TABLEIND1 table and indices statistics section look intriguing, but what useful information it gives to us?

TABLEIND1 (128)
    Primary pointer page: 166, Index root page: 167
    Average record length: 0.00, total records: 1000000
    Average version length: 27.00, total versions: 1000000, max versions: 1
    Data pages: 16130, data page slots: 16130, average fill: 93%
    Fill distribution:
       0 - 19% = 1
      20 - 39% = 0
      40 - 59% = 0
      60 - 79% = 0
      80 - 99% = 16129

    Index RDB$PRIMARY1 (0)
      Depth: 3, leaf buckets: 1463, nodes: 1000000
      Average data length: 1.00, total dup: 0, max dup: 0
      Fill distribution:
           0 - 19% = 0
          20 - 39% = 0
          40 - 59% = 0
          60 - 79% = 1
          80 - 99% = 1462

    Index TABLEIND1_IDX1 (1)
      Depth: 3, leaf buckets: 2873, nodes: 2000000
      Average data length: 0.00, total dup: 1999997, max dup: 999999
      Fill distribution:
           0 - 19% = 0
          20 - 39% = 1
          40 - 59% = 1056
          60 - 79% = 0
          80 - 99% = 1816

To understand the meaning of shown numbers and percentage values, we can use HQbird Database Analyst, which offers visual interpretation of database statistics:

By clicking Reports/View recommendations we can find the appropriate explanation for this index:

Bad indices count: 1. By `bad` we name indices with many duplicate keys (90% of all keys) and big groups of equal keys (30% of all keys). Big groups of equal keys slowdown garbage collection - MaxEquals here is % of max groups of keys having equal values. Index search for such an index is not efficient. You can drop such indices (if they are not on FK constraints).

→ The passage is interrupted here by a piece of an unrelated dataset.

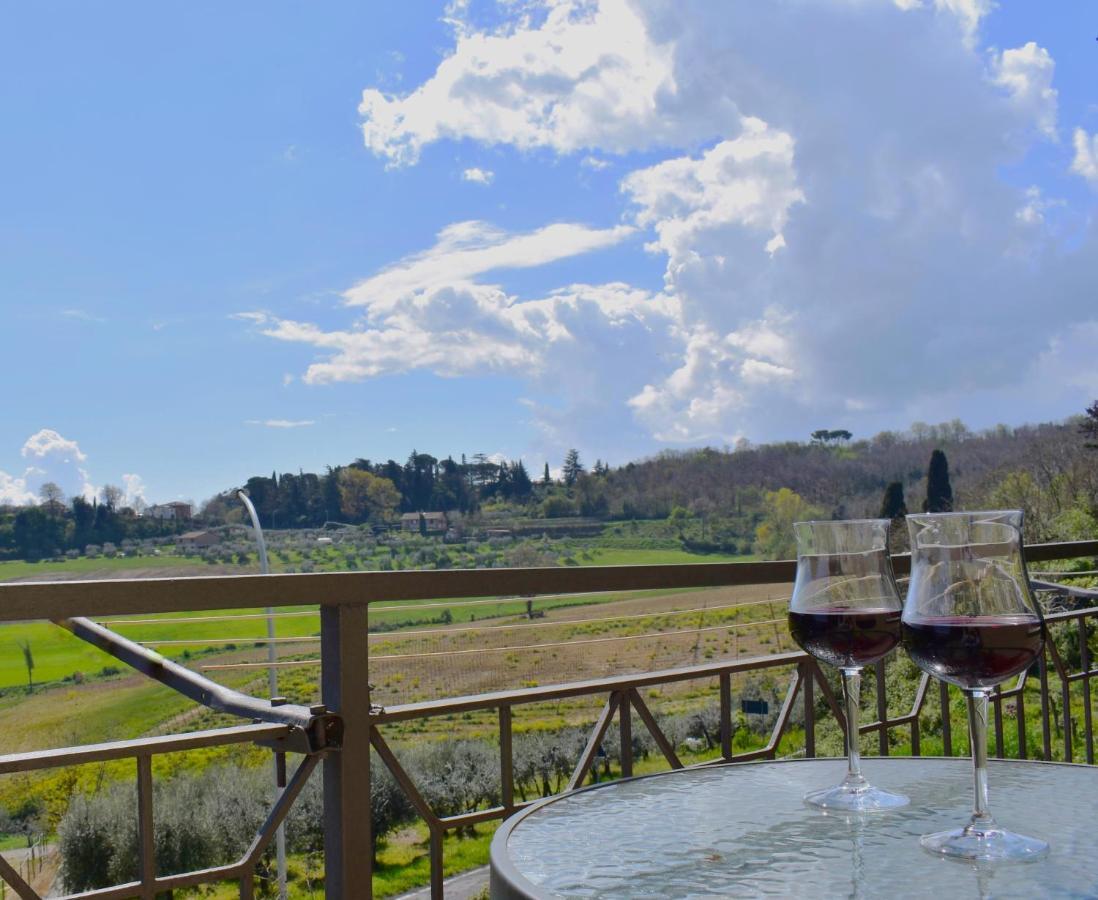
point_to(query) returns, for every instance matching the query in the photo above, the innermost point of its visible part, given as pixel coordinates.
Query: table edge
(513, 884)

Index ( Relation) Duplicates MaxEquals TABLEIND1_IDX1 (TABLEIND1) : 100%, 50%

In production databases often we can see many bad indices, which can greatly affect database performance. In this example we can see table with 13 millions of records which have 7 bad indices, which are (most likely) useless and greatly decrease Firebird performance:

If HQbird Database Analyst highlights indices as «Useless» (i.e., they have only 1 value), such indices are recommended to be dropped immediately, if possible.

If the index is highlighted as Bad (a few values there), it should be considered for deleting too, but with caution: it is possible that bad index is used in some particular SQL query, which required the specific combination of indices (including bad one) in order to run fast.

Certainly, these SQL queries should be rewritten to use more optimal execution plan without a bad index. In order to find such queries, the audit of SQL plans should be done: the easiest way is to run trace session with HQbird PerfMon and enable SQL plan logging, and then search SQL plans for the specific bad indices.